Il danno da deprivazione genitoriale e decorso del relativo termine di prescrizione

Autore: Lavinia Florimo

07 Aprile 2022

“Il danno da deprivazione genitoriale, derivando dal compimento di un illecito permanente, si verifica momento per momento fino al maturare di un termine fissato ed individuabile non nel raggiungimento della maggiore età, ma nel raggiungimento dell’indipendenza psicologica del figlio che per convenzione viene fatta coincidere con il conseguimento dell’indipendenza economica”.

Sulla base di questo motivo la Corte d’Appello di Bari (sentenza n. 2065/2019) dichiarava non prescritto il diritto risarcitorio azionato dalla figlia vittima di abbandono genitoriale.

La Cassazione, con l’ordinanza n. 40335 in commento, conferma la citata sentenza della Corte d’Appello di Bari, specificando che “la natura della condotta illecita … ha la peculiarità di ledere la formazione della personalità del figlio e quindi incidere sull’acquisizione della capacità di percepire correttamente e reagire conseguentemente”.

Secondo la Corte, per acquisire la detta capacità di percezione è necessario “che la vittima dell’abbandono si svincoli dall’incidenza percettiva e comportamentale del notorio istintivo desiderio filiale di un rapporto positivo con il genitore, per raggiungere una maturità personale” che la renda “capace di percepire la reale situazione a sé pregiudizievole e di assumere reattive decisioni di contrasto con la persona desiderata”.
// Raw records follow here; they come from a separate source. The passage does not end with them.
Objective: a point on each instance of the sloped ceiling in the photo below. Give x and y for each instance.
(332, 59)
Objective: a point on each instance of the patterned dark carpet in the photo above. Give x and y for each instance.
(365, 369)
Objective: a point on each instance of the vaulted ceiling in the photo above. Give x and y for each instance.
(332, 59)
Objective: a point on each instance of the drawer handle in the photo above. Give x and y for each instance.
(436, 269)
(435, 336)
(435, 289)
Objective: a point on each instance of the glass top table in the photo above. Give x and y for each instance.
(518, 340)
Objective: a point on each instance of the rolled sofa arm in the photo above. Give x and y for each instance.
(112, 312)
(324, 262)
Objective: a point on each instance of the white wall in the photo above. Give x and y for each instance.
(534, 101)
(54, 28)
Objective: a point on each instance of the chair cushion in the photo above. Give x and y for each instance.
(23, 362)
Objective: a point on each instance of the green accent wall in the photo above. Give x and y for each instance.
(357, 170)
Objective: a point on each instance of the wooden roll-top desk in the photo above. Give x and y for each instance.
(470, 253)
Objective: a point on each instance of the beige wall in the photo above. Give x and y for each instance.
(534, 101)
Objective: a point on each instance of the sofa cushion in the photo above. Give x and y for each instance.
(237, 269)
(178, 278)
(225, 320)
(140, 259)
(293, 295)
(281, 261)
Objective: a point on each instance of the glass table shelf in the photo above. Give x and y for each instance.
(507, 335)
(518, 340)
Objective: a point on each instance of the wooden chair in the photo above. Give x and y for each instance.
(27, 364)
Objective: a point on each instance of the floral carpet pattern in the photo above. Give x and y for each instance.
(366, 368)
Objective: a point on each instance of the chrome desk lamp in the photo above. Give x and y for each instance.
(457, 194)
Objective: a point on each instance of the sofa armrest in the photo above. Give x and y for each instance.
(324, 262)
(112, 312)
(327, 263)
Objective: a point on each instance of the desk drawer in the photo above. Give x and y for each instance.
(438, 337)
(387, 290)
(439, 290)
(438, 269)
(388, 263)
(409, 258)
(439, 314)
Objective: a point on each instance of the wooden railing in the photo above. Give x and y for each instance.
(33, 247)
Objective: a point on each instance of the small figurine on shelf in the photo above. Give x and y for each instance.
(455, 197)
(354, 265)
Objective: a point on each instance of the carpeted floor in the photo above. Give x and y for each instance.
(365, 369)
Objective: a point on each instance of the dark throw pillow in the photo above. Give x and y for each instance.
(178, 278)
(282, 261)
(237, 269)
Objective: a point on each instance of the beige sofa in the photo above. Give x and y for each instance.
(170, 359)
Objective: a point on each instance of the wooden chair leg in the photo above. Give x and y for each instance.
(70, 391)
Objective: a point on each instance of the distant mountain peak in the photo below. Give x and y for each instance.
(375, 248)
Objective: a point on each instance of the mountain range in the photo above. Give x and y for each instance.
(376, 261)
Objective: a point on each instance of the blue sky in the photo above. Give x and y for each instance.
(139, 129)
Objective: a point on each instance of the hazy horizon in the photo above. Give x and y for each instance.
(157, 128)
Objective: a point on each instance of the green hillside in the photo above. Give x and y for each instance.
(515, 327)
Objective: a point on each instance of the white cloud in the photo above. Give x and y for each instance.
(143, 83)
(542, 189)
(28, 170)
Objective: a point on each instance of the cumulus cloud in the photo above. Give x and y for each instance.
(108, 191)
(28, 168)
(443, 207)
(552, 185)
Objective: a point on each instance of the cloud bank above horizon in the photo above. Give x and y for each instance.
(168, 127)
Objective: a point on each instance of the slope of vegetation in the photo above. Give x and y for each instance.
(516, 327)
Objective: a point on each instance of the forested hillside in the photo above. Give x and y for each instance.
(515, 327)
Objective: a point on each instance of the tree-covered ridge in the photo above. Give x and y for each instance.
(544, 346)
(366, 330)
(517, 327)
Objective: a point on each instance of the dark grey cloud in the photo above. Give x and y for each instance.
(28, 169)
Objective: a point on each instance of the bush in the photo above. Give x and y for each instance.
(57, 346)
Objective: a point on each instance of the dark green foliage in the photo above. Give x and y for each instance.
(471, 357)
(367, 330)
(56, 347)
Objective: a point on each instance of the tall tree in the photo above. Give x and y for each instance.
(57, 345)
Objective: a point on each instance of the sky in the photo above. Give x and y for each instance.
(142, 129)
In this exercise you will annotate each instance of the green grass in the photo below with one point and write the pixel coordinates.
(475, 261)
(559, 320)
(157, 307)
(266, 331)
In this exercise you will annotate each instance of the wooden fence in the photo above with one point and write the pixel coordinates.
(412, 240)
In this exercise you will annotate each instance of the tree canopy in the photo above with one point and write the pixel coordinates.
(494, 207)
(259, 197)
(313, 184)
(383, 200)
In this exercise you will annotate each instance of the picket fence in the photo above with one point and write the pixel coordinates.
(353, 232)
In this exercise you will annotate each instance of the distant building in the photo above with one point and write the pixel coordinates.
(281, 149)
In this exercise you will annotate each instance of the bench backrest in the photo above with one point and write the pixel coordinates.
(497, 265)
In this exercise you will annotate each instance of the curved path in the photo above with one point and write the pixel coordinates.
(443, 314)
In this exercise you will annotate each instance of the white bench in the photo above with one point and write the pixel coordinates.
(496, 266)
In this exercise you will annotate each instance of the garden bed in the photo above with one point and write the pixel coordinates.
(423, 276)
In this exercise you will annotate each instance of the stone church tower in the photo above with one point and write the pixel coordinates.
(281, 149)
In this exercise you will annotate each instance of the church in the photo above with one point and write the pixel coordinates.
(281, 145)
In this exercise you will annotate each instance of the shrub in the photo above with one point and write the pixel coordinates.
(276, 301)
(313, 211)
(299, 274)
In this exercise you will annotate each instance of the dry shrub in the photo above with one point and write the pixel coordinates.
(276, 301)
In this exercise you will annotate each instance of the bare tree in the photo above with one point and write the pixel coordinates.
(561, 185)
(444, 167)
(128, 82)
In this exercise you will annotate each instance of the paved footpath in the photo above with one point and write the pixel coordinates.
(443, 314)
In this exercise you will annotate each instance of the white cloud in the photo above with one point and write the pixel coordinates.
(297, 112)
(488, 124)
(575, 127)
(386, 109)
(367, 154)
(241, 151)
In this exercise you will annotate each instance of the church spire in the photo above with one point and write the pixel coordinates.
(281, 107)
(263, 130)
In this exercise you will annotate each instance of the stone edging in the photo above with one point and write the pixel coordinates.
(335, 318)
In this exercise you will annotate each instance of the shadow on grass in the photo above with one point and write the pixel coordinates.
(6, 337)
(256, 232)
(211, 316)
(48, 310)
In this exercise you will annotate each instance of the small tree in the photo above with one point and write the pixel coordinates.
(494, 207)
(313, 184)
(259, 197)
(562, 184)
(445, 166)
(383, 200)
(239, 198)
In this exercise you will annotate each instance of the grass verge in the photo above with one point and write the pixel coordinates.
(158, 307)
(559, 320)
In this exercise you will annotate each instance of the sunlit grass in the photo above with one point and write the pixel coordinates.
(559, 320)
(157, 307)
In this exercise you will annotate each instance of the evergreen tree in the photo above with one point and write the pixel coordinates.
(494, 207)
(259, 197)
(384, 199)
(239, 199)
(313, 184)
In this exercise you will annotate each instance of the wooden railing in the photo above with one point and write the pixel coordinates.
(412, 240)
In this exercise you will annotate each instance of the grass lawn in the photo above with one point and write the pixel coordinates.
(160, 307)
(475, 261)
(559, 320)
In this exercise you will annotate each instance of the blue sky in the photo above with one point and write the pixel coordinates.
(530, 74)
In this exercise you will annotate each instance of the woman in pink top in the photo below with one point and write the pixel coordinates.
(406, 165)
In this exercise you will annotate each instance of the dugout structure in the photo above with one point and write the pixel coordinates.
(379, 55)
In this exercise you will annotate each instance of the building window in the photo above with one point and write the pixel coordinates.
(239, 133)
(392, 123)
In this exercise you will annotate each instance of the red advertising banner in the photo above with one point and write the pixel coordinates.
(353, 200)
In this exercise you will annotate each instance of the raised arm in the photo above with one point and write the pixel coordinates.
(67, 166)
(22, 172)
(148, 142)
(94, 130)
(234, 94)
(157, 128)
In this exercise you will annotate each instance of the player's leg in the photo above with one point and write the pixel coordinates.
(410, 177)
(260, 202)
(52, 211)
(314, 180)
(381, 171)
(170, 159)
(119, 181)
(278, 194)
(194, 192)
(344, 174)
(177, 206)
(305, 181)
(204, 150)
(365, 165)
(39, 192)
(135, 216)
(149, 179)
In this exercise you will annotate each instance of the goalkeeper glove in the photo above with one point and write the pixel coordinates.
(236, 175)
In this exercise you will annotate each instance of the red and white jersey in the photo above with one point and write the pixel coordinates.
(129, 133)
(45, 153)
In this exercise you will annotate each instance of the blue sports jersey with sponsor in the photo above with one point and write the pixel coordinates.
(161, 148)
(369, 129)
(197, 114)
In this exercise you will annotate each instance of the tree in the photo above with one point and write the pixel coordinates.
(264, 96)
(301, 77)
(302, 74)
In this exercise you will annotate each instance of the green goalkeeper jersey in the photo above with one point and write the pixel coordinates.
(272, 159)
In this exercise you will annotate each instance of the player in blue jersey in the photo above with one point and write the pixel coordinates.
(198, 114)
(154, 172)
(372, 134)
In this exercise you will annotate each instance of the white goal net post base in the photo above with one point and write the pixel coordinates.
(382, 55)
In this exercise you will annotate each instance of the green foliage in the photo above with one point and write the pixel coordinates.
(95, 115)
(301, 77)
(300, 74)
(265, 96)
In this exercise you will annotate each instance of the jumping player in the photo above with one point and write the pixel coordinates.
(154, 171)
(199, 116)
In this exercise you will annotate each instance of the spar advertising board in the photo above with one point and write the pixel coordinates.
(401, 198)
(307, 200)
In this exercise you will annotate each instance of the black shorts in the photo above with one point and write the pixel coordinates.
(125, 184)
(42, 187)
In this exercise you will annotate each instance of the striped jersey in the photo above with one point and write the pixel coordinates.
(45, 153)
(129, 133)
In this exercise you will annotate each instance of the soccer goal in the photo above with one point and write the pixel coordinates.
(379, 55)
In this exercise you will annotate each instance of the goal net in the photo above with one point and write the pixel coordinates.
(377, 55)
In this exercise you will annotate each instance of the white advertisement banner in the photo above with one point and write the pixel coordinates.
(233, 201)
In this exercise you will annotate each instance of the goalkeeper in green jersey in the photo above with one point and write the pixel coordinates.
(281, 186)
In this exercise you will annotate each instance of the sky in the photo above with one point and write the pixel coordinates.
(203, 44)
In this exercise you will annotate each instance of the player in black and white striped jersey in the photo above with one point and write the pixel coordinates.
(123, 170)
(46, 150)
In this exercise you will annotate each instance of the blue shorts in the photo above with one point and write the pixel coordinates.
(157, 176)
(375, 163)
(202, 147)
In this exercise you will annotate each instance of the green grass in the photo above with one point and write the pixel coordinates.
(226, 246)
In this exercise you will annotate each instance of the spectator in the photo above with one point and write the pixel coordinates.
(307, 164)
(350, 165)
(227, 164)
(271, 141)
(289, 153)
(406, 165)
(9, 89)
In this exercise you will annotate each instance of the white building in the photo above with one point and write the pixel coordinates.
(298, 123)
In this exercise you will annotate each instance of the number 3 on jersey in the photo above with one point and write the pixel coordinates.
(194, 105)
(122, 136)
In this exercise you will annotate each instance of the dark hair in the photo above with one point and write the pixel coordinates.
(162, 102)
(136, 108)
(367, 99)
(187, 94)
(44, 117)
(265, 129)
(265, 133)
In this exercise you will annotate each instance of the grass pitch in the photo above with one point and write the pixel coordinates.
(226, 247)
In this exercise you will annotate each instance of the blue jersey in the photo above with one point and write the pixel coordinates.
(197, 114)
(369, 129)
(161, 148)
In conclusione, la Suprema Corte afferma che la peculiare natura del danno in parola “incide sul dies a quo prescrizionale” e, specificamente, che “il parametro della tradizionale “ordinaria diligenza” … si concretizza nella capacità di percepirne (in senso pieno, cioè includente la effettiva possibilità di esercitare il correlato diritto) la conseguenza dannosa di un soggetto “ordinario””.